Même des chats et chiens en bonne santé peuvent porter préjudice aux espèces locales. Mais la plupart des propriétaires d’animaux de compagnie ne veulent pas entendre dire que leur boule de poils chérie est la cause d’un quelconque problème. Les programmes d’extermination de chiens et chats errants reçoivent même souvent une forte opposition de la part des associations de protection des animaux. Au Royaume-Uni, les tentatives pour éliminer les populations d’écureuils gris – qui peuvent provoquer de terribles dommages économiques dans les plantations d’arbres – sont contrecarrées par ceux qui considèrent que les écureuils sont « mignons » et qui les nourrissent dans leur jardin. Ici, dans le Parc national de Komodo, les chiens de chasse qui faussent compagnie aux braconniers qui chassent le daim deviennent des compétiteurs directs des dragons de Komodo pour la nourriture. Les habitants ne sont d’ailleurs pas supposés cultiver des jardins potagers, ni, à strictement parler, apporter des animaux domestiques comme la volaille et les chèvres. Les chèvres en particulier peuvent sérieusement endommager la végétation locale. Mais les villageois doivent subsister aussi. Et le fragile et unique écosystème du parc est menacé par ces plantes et ces animaux introduits, incluant mauvaises herbes et cactus qui étouffent la végétation naturelle. Dans le Parc national d’Ujung Kulon à Java-Ouest, une autre plante envahissante est en train de déplacer la nourriture naturelle du rhinocéros javanais menacé. Les envahisseurs étrangers se reproduisent et se propagent souvent très rapidement et, une fois implantés, il est difficile de s’en débarrasser. Et si tentative il y a, c’est extrêmement coûteux en terme d’équipement et de main d’œuvre.
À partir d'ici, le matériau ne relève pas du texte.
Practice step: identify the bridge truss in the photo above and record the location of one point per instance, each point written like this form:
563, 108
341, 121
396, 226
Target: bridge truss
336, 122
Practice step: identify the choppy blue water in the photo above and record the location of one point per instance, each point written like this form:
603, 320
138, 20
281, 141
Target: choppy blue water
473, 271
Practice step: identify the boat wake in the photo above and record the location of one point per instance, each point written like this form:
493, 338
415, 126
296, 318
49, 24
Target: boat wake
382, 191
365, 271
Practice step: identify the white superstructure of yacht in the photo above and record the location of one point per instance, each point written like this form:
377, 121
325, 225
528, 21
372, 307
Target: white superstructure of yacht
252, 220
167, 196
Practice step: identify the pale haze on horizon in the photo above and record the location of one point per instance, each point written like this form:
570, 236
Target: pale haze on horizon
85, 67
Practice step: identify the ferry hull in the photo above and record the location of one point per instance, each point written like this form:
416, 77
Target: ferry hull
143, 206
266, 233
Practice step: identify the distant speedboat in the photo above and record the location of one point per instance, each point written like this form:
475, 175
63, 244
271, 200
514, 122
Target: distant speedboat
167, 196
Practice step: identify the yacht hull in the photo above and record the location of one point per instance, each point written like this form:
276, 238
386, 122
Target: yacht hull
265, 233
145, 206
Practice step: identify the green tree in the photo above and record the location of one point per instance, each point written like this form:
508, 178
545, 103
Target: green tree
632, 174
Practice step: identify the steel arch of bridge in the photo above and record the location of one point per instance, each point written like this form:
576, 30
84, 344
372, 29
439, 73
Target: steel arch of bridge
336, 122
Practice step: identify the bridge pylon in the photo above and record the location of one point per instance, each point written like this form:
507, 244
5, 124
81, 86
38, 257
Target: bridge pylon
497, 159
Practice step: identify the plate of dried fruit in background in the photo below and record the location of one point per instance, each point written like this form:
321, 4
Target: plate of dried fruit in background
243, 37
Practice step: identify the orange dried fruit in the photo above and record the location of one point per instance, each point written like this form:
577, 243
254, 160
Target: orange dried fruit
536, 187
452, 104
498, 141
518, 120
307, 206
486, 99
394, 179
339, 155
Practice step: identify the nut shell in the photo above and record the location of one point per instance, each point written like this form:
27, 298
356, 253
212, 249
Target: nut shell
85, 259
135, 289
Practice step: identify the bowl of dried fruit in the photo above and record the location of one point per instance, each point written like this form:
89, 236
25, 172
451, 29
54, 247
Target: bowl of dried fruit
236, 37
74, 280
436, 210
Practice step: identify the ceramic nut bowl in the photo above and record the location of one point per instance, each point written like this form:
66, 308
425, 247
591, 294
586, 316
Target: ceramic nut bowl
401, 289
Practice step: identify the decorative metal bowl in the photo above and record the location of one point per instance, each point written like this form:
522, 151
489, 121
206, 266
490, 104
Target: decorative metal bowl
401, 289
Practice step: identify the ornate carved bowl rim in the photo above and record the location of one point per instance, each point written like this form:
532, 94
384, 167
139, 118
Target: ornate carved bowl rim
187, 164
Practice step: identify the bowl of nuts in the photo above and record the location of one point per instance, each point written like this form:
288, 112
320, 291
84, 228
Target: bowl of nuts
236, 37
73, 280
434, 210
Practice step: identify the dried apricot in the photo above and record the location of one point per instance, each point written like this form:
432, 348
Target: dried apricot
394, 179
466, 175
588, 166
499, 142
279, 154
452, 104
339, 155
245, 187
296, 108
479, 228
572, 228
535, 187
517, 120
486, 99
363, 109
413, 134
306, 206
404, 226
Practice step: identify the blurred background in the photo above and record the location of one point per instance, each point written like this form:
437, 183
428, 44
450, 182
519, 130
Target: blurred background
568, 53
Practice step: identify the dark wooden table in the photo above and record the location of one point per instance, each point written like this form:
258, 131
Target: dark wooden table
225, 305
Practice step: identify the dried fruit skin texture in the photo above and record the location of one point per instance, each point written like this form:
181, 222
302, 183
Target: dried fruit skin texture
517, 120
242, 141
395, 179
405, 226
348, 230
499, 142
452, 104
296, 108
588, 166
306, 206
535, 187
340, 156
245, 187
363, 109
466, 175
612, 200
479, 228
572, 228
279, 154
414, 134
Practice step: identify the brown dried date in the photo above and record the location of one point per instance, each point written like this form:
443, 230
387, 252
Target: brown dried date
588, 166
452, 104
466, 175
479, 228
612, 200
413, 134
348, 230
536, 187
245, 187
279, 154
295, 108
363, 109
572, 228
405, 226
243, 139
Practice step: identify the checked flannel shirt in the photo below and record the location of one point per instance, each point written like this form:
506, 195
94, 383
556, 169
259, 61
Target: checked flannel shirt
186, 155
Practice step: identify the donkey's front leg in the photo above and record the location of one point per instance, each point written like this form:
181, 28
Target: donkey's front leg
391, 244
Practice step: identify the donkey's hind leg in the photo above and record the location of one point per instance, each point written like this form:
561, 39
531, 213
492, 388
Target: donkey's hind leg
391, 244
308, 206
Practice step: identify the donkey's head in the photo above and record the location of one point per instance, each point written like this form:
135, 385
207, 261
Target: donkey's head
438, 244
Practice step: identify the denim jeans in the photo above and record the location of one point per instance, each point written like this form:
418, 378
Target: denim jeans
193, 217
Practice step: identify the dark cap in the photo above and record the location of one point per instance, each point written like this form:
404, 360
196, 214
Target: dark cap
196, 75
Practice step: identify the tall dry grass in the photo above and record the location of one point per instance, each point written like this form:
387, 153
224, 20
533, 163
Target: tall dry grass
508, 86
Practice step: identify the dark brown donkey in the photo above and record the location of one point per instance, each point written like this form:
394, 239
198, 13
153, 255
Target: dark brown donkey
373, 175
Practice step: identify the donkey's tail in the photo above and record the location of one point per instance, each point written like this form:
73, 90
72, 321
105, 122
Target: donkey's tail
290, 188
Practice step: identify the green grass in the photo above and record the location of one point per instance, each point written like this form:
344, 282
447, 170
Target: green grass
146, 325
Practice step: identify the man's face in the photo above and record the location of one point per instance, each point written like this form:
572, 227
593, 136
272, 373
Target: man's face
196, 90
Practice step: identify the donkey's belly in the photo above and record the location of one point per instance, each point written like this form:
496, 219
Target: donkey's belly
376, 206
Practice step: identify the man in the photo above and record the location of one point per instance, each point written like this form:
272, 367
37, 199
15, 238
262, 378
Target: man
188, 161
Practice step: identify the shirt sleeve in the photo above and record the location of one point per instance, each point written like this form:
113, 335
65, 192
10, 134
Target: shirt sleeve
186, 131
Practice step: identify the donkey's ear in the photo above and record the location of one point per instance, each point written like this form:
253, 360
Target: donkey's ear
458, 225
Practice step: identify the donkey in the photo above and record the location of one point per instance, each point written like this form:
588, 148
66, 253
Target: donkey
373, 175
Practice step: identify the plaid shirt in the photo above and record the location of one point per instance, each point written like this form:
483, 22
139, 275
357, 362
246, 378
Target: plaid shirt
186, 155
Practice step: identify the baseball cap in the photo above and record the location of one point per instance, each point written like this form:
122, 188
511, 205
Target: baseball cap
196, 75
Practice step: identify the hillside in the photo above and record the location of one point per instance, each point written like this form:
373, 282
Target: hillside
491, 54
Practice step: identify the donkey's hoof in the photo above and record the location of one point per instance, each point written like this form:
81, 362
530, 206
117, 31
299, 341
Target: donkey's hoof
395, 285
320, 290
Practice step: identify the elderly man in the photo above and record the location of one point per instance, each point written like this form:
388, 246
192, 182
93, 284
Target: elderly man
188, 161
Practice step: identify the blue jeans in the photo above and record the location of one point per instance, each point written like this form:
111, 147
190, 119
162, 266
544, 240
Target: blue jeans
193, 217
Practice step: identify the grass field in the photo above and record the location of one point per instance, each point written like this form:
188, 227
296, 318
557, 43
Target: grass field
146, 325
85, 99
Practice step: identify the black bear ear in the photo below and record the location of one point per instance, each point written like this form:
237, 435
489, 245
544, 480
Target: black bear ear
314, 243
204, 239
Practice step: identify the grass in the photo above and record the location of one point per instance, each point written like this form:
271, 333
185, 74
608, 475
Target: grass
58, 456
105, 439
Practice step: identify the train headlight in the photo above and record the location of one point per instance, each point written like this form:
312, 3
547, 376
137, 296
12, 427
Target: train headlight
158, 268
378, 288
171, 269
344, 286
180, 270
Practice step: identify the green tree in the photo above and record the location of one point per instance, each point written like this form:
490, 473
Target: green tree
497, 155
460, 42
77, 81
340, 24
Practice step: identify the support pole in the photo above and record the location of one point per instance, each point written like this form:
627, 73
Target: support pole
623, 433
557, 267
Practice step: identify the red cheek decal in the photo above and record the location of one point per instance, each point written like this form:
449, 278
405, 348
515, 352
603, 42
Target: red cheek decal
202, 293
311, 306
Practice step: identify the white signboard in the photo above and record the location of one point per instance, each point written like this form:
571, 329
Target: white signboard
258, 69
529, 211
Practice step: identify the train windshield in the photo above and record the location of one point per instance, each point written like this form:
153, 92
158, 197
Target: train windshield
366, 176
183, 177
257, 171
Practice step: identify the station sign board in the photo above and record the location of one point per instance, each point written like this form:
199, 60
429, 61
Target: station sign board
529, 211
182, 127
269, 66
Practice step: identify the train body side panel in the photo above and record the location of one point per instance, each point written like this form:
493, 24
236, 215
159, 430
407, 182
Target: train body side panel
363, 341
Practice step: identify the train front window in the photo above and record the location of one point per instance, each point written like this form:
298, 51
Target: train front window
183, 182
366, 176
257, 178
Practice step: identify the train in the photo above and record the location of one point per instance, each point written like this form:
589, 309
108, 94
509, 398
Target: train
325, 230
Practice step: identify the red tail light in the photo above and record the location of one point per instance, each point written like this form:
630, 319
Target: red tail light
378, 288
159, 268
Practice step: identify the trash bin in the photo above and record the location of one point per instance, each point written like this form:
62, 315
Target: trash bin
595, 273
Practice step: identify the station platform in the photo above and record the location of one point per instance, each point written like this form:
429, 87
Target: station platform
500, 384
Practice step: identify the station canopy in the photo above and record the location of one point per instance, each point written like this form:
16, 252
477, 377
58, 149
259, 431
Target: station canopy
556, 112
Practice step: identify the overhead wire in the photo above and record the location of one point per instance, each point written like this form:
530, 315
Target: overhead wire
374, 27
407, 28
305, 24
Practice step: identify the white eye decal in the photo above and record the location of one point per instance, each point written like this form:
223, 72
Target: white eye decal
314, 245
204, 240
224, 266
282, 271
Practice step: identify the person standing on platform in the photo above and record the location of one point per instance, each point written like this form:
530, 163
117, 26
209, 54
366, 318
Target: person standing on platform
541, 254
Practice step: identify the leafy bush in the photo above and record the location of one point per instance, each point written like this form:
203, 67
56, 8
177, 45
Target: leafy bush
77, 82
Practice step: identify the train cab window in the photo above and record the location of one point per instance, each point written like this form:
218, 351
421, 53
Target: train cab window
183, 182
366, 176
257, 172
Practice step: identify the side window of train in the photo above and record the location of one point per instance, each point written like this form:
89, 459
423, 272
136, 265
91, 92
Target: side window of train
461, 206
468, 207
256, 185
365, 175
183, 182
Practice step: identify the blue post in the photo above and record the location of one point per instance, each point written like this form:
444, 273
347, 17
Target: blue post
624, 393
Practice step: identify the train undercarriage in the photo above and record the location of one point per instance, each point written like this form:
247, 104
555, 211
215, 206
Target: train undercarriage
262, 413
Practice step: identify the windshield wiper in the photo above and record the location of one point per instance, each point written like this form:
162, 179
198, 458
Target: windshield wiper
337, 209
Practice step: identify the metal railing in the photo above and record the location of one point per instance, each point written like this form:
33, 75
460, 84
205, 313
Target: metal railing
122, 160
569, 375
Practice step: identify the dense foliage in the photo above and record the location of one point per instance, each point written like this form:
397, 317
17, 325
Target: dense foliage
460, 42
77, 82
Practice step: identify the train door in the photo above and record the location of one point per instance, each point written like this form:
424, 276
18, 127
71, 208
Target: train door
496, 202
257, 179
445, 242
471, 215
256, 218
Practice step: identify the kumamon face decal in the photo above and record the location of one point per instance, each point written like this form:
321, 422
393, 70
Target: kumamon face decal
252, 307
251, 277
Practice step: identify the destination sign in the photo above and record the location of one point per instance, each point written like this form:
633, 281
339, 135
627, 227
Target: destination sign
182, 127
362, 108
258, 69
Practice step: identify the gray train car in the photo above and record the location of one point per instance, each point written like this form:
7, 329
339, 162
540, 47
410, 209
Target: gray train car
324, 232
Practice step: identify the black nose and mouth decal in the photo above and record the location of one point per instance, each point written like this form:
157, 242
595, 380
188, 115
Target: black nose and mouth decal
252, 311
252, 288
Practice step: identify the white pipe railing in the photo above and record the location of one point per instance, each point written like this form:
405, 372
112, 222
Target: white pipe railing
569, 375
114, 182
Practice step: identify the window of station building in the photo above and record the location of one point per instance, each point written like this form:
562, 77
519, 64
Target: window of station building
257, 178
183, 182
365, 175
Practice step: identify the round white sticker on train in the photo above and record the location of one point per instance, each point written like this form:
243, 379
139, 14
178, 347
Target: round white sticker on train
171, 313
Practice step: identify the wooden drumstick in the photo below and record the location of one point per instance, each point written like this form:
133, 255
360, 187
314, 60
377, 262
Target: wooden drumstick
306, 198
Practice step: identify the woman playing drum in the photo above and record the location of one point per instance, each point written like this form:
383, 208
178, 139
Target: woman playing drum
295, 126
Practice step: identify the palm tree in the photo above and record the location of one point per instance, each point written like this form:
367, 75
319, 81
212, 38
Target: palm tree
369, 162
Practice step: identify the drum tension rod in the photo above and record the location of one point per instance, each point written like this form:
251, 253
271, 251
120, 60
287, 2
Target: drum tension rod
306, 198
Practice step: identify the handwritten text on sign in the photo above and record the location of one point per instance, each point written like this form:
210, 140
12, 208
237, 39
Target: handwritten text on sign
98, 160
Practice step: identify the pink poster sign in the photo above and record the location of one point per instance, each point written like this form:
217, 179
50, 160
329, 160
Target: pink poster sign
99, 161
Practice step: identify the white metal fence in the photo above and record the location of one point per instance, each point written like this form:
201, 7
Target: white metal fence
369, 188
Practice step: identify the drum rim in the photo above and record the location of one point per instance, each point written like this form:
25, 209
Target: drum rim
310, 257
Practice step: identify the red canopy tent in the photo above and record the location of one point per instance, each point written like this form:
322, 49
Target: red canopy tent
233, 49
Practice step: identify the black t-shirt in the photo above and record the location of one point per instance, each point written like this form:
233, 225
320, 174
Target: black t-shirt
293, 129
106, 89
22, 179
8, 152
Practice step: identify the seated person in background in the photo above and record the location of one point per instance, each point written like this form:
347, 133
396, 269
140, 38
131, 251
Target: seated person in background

Dans le Parc national de Wasur en Papua, le daim de Timor (Cervus timorensis) introduit est en compétition avec les kangourous autochtones en décimant les terres herbeuses, même s’ils apportent une source de protéines supplémentaires aux populations locales pauvres, comme le font d’ailleurs aussi les espèces de poissons de rivières nouvellement introduites. Du lac Toba, à Sumatra, au lac Sentani, en Papua, des poissons africains comme le tilapia apportent nourriture en abondance aux pêcheurs mais prospèrent aux dépens des espèces locales. La variété est sacrifiée pour la quantité. Des matelas de jacinthes d’eau flottantes d’Amérique du Sud (Eichornia), avec leurs jolis pétales bleus, ralentissent sérieusement le flot du trafic de bateaux sur toutes les rivières indonésiennes.